Livre étrange de Sonia Mabrouk. Si cette brillante journaliste était née dans la foi catholique, sans doute aurait-elle tenu des propos sévères sur la trahison des clercs. La mélopée joyeusement réactionnaire que les jeunes catholiques de France chantent volontiers contre la capitulation des chrétiens face aux fausses valeurs du monde, elle l'aurait entonnée avec talent. Mais Sonia Mabrouk est musulmane.
Elle est née à Tunis dans un milieu intellectuel ouvert au monde à la fois et sûr de son identité, capable d'assumer sans complexe les racines de l'islam, l'héritage du protectorat français et la diversité du monde. Elle cherche la convergence entre les hommes par la face nord de la volonté spirituelle. Elle ne croit qu'à la fraternité des cimes. Dans son dernier livre, elle supplie la chrétienté de n'avoir pas honte d'elle-même. Elle plaide pour un retour du sacré, alternative selon elle à la barbarie.
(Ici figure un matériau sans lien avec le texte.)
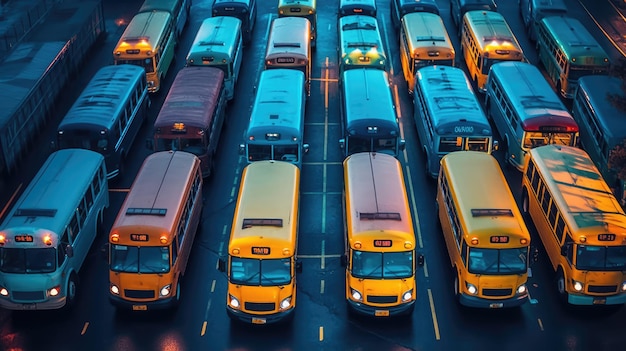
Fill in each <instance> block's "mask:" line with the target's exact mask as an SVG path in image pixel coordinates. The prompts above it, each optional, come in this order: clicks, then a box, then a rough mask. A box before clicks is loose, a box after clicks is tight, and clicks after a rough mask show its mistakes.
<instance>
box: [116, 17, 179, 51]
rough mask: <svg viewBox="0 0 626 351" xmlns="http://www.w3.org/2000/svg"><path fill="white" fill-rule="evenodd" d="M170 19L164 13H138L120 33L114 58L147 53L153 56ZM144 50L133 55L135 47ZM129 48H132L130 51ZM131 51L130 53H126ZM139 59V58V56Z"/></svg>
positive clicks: (165, 33)
mask: <svg viewBox="0 0 626 351" xmlns="http://www.w3.org/2000/svg"><path fill="white" fill-rule="evenodd" d="M171 20H172V17H171V16H170V14H169V13H167V12H165V11H152V12H143V13H138V14H136V15H135V17H133V19H132V20H130V23H129V24H128V27H126V29H125V30H124V33H122V36H121V37H120V40H119V41H118V42H117V45H116V46H115V49H114V50H113V54H114V55H115V57H119V56H122V57H126V55H131V56H130V57H137V56H139V55H140V54H143V55H146V54H147V52H148V51H150V52H151V53H152V55H154V53H156V52H157V49H158V48H157V47H156V46H157V45H158V43H159V42H160V41H161V37H162V36H163V35H165V34H166V31H165V30H164V28H166V27H167V25H168V24H169V23H170V22H171ZM137 46H139V47H141V48H144V50H142V51H140V52H139V53H135V52H134V50H136V47H137ZM130 48H133V49H132V50H131V49H130ZM128 51H131V52H132V53H131V52H128ZM139 57H141V56H139Z"/></svg>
C'est dire combien cette jeune femme aura à se faire pardonner par les bien-pensants de tous bords.
Provocant et inclassable
Reconquérir le sacré (Éd. de l’Observatoire) est un livre provoquant et inclassable qui tente de nous faire comprendre combien la perte du sacré peut entraîner la mort de la part civilisée de l'homme. Sonia Mabrouk y dénonce le désenchantement du monde. Air déjà entendu, certes, et qu'elle pianote joliment. Mais elle complète la partition en s'adressant particulièrement à nous, catholiques d'Occident, ou du moins à la part du catholique honteux que chacun de nous porte plus ou moins.
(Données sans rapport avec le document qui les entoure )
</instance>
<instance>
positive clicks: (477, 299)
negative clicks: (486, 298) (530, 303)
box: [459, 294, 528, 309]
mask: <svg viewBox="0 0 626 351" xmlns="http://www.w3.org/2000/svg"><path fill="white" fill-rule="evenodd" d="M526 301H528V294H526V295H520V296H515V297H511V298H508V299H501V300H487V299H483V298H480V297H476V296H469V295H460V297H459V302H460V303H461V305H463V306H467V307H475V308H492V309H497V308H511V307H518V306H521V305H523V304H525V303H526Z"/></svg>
Pour nous, chrétiens, il n'existe plus de sacré depuis que, par la venue du fils de l'Homme, la terre tout entière est devenue sacrée. Pas un grain de poussière qui ne soit sacré, depuis que Dieu s'est incarné.
Que nous rougissions de notre foi, que nous désacralisions nos églises comme en rêve la catholique Roseline Bachelot (qui n'est pas mentionnée dans le livre), que nous banalisions les mystères de la liturgie latine, voilà qui désespère Sonia Mabrouk. Elle ne veut pas d'un Occident matérialiste. Elle, musulmane, voudrait des chrétiens capables d'assumer le sacré.
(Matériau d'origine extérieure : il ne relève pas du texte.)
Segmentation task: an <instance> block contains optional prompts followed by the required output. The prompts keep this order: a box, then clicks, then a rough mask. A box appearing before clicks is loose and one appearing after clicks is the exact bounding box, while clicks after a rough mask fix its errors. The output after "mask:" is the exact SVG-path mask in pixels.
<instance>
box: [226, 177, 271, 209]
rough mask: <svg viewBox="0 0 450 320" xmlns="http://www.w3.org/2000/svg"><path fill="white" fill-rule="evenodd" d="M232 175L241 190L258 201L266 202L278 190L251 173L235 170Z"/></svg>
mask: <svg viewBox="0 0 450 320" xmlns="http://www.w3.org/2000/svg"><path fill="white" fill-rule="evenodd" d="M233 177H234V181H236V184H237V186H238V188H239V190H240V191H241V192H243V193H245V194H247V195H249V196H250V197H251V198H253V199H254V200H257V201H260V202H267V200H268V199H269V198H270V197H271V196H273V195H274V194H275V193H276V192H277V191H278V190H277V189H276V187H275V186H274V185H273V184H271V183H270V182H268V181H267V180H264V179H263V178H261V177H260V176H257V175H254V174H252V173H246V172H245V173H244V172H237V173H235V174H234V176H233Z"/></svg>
Le sacré, sacré sujet ! Pour nous, chrétiens, il n'existe plus de sacré depuis que, par la venue du fils de l'Homme, la terre tout entière est devenue sacrée. Pas un grain de poussière qui ne soit sacré, depuis que Dieu s'est incarné. En foulant les chemins de Galilée, Jésus a enchanté tous les chemins de la terre. Nous devrions retirer nos sandales partout. Mais nous ne les retirons plus nulle part. Plutôt que le sens du sacré, qui est un raffinement des tabous culturels, nous recherchons le sens de la transcendance, et nous nous étonnons de ne pas le trouver.
Comment saisir la transcendance dans un monde horizontal ? Nous cherchons à voir le Christ dissimulé dans la banalité du monde. Mais nous finissons par banaliser l'Incarnation. Je comprends ce que nous dit Sonia Mabrouk quand elle déplore que la chrétienté ait refoulé le mystère qui la faisait tenir debout. Elle nous exhorte à rester, ou plutôt à redevenir ce que nous sommes.
La survie des civilisations
"En pensant se moderniser [...], l'Église se tire une balle dans le pied. Dans ce contexte, il me paraît urgent de nous battre pour la survie des civilisations. Le déclin de la civilisation judéo-chrétienne présage d'une sombre période que je ne souhaite pas", dit-elle. À la fin de l'ouvrage, Sonia Mabrouk donne la clef intime de son propos : la mort d'une mère immensément aimée l'a conduit, pour garder l'espérance, à regarder vers le ciel. Beau livre sur un immense sujet.